ChatGPT can’t access the internet, even though it really looks like it can
A really common misconception about ChatGPT is that it can access URLs. I’ve seen many different examples of people pasting in a URL and asking for a summary, or asking it to make use of the content on that page in some way.
One recent example: "List the processors on https://learn.microsoft.com/en-us/windows-hardware/design/minimum/supported/windows-11-22h2-supported-intel-processors". Try that in ChatGPT and it produces a list of processors. It looks like it read the page!
I promise you ChatGPT cannot access URLs. The problem is it does an incredibly convincing impression of being able to do so, thanks to two related abilities:
- Given a URL with descriptive words in it, ChatGPT can hallucinate the contents of the page
- It appears to be able to make judgement calls about whether or not a given URL is likely to exist!
Here’s an experiment I ran to demonstrate this. I asked it to summarize four different URLs—every single one of them which I made up (they are all 404s):
Here’s what I got for all four:
As you can see, it judged the first two to be invalid due to their content. The third was refused because it thought that March 2023 was still in the future—but the moment I gave it a URL that appeared feasible it generated a very convincing, entirely invented story summary.
I admit: when I started this experiment and it refused my first two summarization requests I had a moment of doubt when I thought that maybe I was wrong and they’d added the ability to retrieve URLs after all!
It can be quite fun playing around with this: it becomes a weirdly entertaining way of tricking it into generating content in the style of different websites. Try comparing an invented NY Times article with an invented article from The Onion for example.

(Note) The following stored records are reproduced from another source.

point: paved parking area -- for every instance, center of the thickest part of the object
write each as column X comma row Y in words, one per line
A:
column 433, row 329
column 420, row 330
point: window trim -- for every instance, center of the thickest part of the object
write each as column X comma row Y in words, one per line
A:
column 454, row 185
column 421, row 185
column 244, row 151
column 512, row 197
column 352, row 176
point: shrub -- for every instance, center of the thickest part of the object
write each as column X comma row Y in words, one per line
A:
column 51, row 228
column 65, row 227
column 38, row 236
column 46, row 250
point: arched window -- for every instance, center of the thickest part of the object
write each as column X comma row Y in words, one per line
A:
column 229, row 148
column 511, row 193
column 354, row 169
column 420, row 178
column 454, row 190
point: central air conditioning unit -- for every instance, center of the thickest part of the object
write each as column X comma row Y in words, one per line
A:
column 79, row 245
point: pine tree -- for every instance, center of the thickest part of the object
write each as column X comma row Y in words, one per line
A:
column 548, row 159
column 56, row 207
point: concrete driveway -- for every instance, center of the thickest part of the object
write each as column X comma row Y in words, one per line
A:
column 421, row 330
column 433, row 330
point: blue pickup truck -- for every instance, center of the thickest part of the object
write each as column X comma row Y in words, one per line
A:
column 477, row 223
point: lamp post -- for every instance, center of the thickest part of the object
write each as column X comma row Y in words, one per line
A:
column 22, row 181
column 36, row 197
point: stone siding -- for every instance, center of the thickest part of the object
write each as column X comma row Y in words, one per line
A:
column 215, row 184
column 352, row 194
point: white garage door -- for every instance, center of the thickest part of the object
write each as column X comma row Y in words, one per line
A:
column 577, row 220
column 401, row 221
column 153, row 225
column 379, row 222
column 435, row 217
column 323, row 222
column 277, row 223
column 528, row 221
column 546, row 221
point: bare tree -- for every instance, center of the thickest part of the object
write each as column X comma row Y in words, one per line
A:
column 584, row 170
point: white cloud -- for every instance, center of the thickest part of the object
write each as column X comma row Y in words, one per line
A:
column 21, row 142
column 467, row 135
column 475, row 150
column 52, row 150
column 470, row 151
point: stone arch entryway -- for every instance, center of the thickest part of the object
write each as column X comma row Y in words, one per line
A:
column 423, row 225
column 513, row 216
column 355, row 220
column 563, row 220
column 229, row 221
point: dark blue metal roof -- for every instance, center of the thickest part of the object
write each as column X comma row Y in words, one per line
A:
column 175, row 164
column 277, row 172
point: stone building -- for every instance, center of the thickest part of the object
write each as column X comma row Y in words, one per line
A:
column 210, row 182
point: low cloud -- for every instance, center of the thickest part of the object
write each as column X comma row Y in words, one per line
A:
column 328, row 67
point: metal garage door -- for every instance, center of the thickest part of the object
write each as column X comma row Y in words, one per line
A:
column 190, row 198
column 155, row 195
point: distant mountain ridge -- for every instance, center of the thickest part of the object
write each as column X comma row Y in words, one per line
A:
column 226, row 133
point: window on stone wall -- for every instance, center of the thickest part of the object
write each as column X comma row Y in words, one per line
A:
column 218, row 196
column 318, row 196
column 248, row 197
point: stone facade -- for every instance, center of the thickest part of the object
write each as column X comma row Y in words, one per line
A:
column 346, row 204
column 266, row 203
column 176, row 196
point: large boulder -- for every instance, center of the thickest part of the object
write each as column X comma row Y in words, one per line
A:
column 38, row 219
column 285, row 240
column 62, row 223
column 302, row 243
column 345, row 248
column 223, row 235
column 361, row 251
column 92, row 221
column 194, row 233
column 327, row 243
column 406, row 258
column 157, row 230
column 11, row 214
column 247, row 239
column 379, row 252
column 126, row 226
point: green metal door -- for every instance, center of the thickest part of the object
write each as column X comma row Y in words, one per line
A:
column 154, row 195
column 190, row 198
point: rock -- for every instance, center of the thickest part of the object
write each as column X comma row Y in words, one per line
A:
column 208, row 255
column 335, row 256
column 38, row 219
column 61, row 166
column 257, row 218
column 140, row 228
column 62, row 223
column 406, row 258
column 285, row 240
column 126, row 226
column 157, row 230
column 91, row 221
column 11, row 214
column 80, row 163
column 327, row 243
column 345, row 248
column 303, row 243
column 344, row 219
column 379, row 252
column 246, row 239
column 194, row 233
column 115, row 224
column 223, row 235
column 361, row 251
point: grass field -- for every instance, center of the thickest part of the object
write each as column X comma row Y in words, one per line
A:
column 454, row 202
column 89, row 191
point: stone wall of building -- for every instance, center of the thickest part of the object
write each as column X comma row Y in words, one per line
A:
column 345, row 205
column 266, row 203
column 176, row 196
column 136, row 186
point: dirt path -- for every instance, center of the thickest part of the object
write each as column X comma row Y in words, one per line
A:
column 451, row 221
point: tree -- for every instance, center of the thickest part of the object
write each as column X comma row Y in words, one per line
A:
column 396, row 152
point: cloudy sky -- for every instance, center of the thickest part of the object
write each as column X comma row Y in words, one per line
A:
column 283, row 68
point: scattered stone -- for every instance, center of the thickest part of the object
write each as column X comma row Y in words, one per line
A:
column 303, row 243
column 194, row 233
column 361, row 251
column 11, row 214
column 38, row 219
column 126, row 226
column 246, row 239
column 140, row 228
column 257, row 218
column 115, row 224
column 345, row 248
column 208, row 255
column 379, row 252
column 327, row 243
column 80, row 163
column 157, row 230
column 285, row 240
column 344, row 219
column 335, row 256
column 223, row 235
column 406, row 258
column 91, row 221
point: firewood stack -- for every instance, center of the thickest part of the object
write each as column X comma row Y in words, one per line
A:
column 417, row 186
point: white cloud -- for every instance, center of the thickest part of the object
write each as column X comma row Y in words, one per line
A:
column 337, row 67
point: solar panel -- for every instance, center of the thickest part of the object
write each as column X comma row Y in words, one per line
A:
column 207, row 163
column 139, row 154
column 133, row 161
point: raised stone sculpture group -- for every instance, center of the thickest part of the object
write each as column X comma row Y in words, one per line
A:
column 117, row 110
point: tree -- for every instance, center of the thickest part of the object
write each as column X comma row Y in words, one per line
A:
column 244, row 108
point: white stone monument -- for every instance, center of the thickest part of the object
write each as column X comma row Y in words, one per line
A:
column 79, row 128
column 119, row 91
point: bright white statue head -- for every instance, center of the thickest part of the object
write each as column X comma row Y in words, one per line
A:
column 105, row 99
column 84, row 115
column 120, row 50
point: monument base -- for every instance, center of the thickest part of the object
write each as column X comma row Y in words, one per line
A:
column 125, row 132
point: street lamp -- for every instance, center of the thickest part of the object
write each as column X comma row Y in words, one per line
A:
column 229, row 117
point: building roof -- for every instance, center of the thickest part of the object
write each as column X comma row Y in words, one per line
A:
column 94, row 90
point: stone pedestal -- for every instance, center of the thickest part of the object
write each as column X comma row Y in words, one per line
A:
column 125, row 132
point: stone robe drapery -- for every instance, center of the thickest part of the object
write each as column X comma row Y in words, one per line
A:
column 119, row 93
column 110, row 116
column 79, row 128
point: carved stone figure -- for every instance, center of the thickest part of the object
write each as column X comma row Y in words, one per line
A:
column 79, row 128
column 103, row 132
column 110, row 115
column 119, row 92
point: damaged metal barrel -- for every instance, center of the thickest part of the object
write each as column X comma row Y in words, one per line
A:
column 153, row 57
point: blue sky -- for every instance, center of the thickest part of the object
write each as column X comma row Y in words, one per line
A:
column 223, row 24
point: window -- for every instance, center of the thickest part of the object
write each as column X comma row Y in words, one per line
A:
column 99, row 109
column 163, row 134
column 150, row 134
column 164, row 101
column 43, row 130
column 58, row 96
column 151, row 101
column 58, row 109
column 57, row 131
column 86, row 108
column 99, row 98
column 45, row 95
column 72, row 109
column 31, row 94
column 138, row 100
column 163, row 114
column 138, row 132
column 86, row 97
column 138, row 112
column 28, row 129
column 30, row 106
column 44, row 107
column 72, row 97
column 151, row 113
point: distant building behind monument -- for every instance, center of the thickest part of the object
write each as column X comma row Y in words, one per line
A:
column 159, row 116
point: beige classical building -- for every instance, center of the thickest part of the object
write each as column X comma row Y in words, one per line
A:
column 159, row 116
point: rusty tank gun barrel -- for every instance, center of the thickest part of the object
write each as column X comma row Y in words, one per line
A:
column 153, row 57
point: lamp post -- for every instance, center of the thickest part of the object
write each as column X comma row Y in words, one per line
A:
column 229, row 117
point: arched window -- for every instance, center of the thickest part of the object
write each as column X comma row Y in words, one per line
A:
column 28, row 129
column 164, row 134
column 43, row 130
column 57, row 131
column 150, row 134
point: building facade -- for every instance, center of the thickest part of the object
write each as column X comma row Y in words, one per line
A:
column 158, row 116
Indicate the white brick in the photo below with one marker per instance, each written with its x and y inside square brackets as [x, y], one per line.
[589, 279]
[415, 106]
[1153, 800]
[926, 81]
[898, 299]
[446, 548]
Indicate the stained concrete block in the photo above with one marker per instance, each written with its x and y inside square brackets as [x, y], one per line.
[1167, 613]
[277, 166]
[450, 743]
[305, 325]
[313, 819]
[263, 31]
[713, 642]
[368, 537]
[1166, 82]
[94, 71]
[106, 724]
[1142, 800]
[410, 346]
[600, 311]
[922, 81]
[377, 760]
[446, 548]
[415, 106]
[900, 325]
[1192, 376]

Summarize this story: https://www.nytimes.com/2021/03/10/business/angry-fans-demand-nickelback-refunds.html
Summarize this story: https://www.theonion.com/angry-fans-demand-nickelback-refunds-1846610000
I do think this is an enormous usability flaw though: it’s so easy to convince yourself that it can read URLs, which can lead you down a rabbit hole of realistic but utterly misguided hallucinated content. This applies to sophisticated, experienced users too! I’ve been using ChatGPT since it launched and I still nearly fell for this.
ChatGPT even lies and claims it can do this
Here’s another experiment: I pasted in a URL to a Google Doc that I had set to be visible to anyone who has the URL:
I’m sorry, but as an Al language model, I cannot access your Google document link. Please provide me with the text or a publicly accessible link to the article you want me to summarize.
That’s completely misleading! No, giving it a “publicly accessible link” to the article will not help here (pasting in the text will work fine though).
Bing can access cached page copies
It’s worth noting that while ChatGPT can’t access the internet, Bing has slightly improved capabilities in that regard: if you give it a URL to something that has been crawled by the Bing search engine it can access the cached snapshot of that page.
Here’s confirmation from Bing exec Mikhail Parakhin:
That is correct—the most recent snapshot of the page content from the Search Index is used, which is usually very current for sites with IndexNow or the last crawl date for others. No live HTTP requests.
If you try it against a URL that it doesn’t have it will attempt a search based on terms it finds in that URL, but it does at least make it clear that it has done that, rather than inventing a misleading summary of a non-existent page:
ChatGPT release notes
In case you’re still uncertain—maybe time has passed since I wrote this and you’re wondering if something has changed—the ChatGPT release notes should definitely include news of a monumental change like the ability to fetch content from the web.
I still don’t believe it!
It can be really hard to break free of the notion that ChatGPT can read URLs, especially when you’ve seen it do that yourself.
If you still don’t believe me, I suggest doing an experiment. Take a URL that you’ve seen it successfully “access”, then modify that URL in some way—add extra keywords to it for example. Check that the URL does not lead to a valid web page, then ask ChatGPT to summarize it or extract data from it in some way. See what happens.
If you can prove that ChatGPT does indeed access web pages then you have made a bold new discovery in the world of AI! Let me know on Mastodon or Twitter.
GPT-4 does a little better
GPT-4 is now available in preview. It sometimes refuses to access a URL and explains why, for example with text like this:
I’m sorry, but I cannot access live or up-to-date websites as an Al language model. My knowledge is based on the data I was trained on, which extends up until September 2021
But in other cases it will behave the same way as before, hallucinating the contents of a non-existent web page without providing any warning that it is unable to access content from a URL.
I have not been able to spot a pattern for when it will hallucinate page content v.s. when it will refuse the request.